Saturday, December 27, 2008

"Paradoxically (and inconsistent with expected value), ambiguity preceding a terrible outcome might be worse than the outcome itself"

From the Edge:


"BRIAN KNUTSON
Psychologist, Stanford University

WHEN WAITING IS THE HARDEST PART

How might the psychology of individuals matter in today's market?

Herbert Simon famously proposed that individuals suffer from "bounded" rationality— they can't attend to or remember everything all the time. Thus, far from optimizing, people muddle through decisions and "satisfice" instead. However, bounded rationality might only add noise, and needn't systematically bias people's risk preferences. On the other hand, recent theorists have argued that anticipatory emotional states (e.g., fear, excitement) can bias peoples' risk preferences(AS IS HAPPENING NOW ), and have begun to develop tools that allow them to test their claims.
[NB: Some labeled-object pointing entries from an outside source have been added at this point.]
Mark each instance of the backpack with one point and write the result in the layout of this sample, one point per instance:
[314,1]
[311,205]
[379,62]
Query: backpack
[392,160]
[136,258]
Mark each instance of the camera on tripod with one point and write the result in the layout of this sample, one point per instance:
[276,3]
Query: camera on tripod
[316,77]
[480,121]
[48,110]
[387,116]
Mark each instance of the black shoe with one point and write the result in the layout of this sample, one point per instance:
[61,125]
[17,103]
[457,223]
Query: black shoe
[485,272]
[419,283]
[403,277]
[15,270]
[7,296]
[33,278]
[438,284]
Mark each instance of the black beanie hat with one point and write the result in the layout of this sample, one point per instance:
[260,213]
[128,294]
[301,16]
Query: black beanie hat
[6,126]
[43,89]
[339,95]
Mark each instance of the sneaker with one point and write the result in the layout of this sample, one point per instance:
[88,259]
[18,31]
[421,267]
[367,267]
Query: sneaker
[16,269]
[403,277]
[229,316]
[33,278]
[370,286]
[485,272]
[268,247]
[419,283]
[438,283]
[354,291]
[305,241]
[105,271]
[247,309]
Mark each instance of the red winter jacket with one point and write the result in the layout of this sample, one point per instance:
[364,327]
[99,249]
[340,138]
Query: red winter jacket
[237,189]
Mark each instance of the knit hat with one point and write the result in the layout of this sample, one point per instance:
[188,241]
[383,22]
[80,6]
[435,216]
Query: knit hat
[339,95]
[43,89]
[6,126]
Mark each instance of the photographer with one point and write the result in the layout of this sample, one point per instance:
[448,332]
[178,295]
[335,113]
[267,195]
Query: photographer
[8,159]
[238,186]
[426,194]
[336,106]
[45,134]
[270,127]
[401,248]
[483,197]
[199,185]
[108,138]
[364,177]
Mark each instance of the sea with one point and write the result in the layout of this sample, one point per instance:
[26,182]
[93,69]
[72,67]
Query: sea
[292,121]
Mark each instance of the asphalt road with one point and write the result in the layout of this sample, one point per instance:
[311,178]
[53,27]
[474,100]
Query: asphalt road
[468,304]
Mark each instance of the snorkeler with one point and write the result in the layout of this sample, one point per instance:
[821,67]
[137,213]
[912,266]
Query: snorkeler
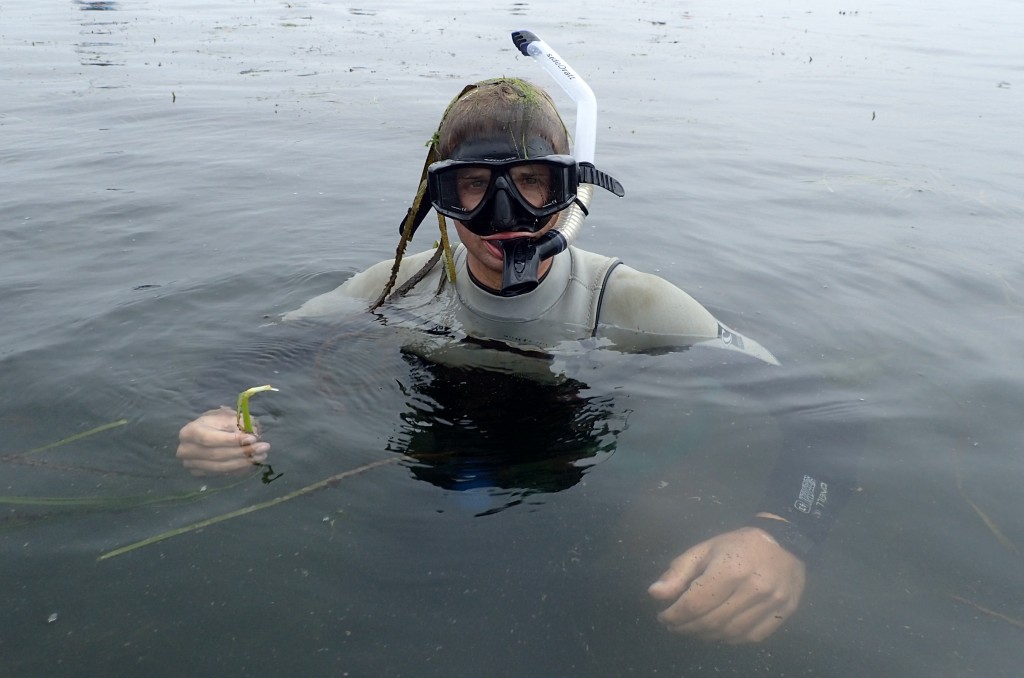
[500,168]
For instance, neuroeconomists—including a motley crew of economists, psychologists, neuroscientists, and others—study how the brain makes decisions. Neuroimaging techniques have advanced over the past ten years such that they now allow scientists to track second-to-second changes in the activity of deep subcortical regions. This means we can examine activity in regions of the brain implicated in emotion not only after a decision has been made, but also during and even prior to the decision.
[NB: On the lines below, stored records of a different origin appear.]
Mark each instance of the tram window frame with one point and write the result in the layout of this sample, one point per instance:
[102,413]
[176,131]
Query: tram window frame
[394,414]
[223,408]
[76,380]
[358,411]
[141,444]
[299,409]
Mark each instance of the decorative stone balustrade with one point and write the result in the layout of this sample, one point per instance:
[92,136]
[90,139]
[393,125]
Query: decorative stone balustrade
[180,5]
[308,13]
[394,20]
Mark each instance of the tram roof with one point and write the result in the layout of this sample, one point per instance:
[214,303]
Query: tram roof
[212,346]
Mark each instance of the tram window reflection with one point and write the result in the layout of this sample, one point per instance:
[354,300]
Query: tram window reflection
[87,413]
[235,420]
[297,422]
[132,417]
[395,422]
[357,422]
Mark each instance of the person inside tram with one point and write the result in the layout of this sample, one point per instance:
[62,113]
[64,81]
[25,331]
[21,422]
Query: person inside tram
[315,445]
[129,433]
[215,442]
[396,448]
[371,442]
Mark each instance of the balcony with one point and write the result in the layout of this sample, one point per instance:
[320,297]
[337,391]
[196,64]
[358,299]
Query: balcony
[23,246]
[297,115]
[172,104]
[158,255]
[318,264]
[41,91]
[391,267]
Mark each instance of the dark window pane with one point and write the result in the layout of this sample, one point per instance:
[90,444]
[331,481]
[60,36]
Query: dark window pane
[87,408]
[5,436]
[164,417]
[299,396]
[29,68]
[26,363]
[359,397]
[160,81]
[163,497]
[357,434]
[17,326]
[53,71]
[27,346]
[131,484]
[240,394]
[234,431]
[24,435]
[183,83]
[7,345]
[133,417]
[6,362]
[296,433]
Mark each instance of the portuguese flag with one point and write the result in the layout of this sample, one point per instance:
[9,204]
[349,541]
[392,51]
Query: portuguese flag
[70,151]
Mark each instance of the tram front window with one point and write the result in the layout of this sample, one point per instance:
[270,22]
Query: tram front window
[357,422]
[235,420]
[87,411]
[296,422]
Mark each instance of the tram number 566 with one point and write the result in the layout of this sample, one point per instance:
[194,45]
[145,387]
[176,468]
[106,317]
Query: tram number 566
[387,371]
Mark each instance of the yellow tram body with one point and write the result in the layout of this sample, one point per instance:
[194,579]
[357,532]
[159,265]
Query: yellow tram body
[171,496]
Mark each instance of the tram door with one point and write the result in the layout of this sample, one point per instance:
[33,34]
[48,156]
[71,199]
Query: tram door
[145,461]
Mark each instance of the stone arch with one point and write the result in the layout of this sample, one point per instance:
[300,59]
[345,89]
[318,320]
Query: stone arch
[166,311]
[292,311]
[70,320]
What have these fancy techniques revealed so far? First, the brain responds to uncertain future outcomes in a specific region (i.e., the anterior insula), and ambiguity (not knowing the probabilities of uncertain outcomes) provokes even greater activation in this same region. Further, insular activation precedes risk avoidance in investment tasks, and is even more pronounced before people "irrationally" avoid risks (i.e., or violate the choices of a risk-neutral, Bayesian-updating "rational" actor). Inflict enough ambiguity on enough people and you can immediately sense that they might lean towards risk aversion( IN THIS, I AGREE WITH JOHN TAYLOR. I'M JUST SAYING THAT THE MAIN AMBIGUITY ABOUT THE STRENGTH AND SCOPE OF THE GOVERNMENT GUARANTEES WERE TRIGGERED BY LEHMAN. THE RIPPLE EFFECT OF THE FEAR AND AVERSION TO RISK AND ACCOMPANYING FLIGHT TO SAFETY TOOK SOME TIME TO RIPPLE THROUGH TO OTHER PARTS OF THE ECONOMY AND MARKETS. ).
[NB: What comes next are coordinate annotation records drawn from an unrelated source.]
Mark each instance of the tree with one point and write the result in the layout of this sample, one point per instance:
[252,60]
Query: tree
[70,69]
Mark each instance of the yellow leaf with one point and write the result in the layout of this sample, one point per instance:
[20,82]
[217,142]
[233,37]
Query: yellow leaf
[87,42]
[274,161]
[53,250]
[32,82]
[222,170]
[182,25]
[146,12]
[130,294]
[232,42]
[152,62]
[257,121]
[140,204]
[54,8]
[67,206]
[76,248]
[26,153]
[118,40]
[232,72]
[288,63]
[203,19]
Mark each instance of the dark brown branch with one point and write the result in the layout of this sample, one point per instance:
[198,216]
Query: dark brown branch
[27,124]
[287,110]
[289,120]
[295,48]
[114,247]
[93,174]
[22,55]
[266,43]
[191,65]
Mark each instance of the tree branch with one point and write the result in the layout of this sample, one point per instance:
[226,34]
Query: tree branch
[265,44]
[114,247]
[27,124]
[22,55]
What are some implications of these findings for the current crisis? Presently, we need to put a price on ambiguous derivatives (a job for the economists). As long as the value of these contracts remains unresolved, this could generate ultra-uncertainty, which will promote fear, which will keep money in peoples' mattresses and out of the market( TRUE ). In the future, we should regulate (or incentivize)( I PREFER INCENTIVIZE AND SUPERVISE ) against contracts that resist pricing( ILLIQUIDITY ).

Paradoxically( AS I'VE SAID, PARADOX IS BASIC TO HUMAN EXISTENCE AND TO A HUMAN AGENCY EXPLANATION AND NARRATIVE THINKING ) (and inconsistent with expected value), ambiguity preceding a terrible outcome might be worse than the outcome itself( YES ). This could apply to derivatives or any dangerous scenario. Imagine teetering on the edge of a cliff in broad daylight. You look down to see a river running over rocks 100 meters below. Now imagine teetering on the edge of another cliff in the dead of the night. You peer down into a void. Which do you prefer?"

This is a terrific post. It explains exactly what has been going on since the Lehman Bankruptcy. Not understanding the consequences of inserting mass and systemic ambiguity into our economic system is the main cause of our crisis. We certainly had problems in our economy, but as Brad DeLong has shown, the amount of money these problems added up to do not warrant the virulence of the response. Only a Human Agancy Explanation, such as the one above, can do that.